More engagement with the Navigators as measured by the number of completed post-discharge phone calls was associated with greater satisfaction with the program and more improvements in diabetes self-management behaviors. Not surprisingly, engagement with non-medical intervention is associated with improvements in both diabetes self-management and weight loss.^30,31^ What remains unclear from the present study is why the engagement of participants varied and how engagement in the DiaTOHC Program could be improved.
Participants’ experiences with the intervention and post-discharge period varied by baseline A1C level. Those with a higher baseline A1C level seemed to benefit more from the intervention in terms of diabetes knowledge and self-management behaviors but had more difficulty adhering to their discharge instructions. This suggests that the intervention could provide more benefit if participants with higher A1C levels receive more intense support than those with lower A1C levels. Of note, the intervention did not decrease A1C levels more than usual care at 3 months after discharge.^12^
There have been other studies of multifaceted interventions intended to improve the hospital discharge transition among people with diabetes^32^ and more general populations.^26,33,34^ Results of these trials have been mixed, with some studies showing benefit in terms of readmission risk reduction and others finding no benefit.
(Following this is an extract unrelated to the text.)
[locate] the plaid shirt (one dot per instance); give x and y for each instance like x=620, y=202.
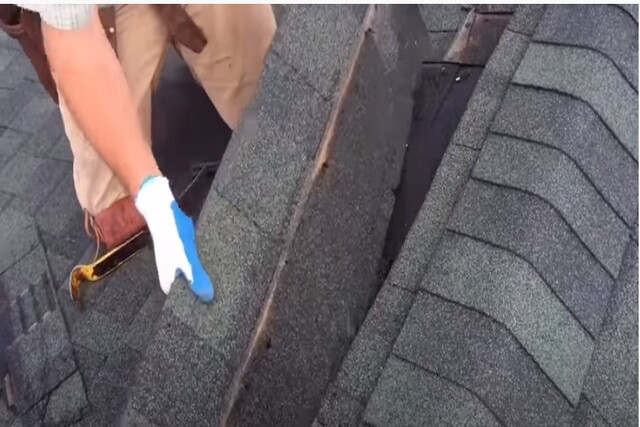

Furthermore, it remains unclear which components of multicomponent interventions provide benefit. None of these other interventions have been examined with qualitative methods. The present study suggests that qualitative analysis may provide some insight into identifying key components of interventions and how to customize them to maximize effectiveness.
There are limitations to this study. First, this was a single-center study at an urban academic medical center and the study population was relatively homogenous, with most participants being Black, lower income, and disabled. However, this population tends to be at higher risk for readmission and may stand to benefit from the intervention than a lower risk population. Second, there is probably volunteer bias in patients choosing to enroll in the trial and remain in the study. Third, inferences about cause and effect are limited by the lack of interviews of control group participants. The main strength of this study is that it represents the first qualitative assessment of a hospital readmission risk reduction intervention among people with diabetes.
Conclusions
In summary, the DiaTOHC intervention is acceptable to patients and appears to address some of the factors contributing to readmission risk such as health system failures and poor health literacy while improving self-management. The intervention’s combination of education, care coordination and follow up may augment medical management in reducing readmission risk in the post-hospitalization period. Additional research is needed to both confirm these themes and further optimize the intervention.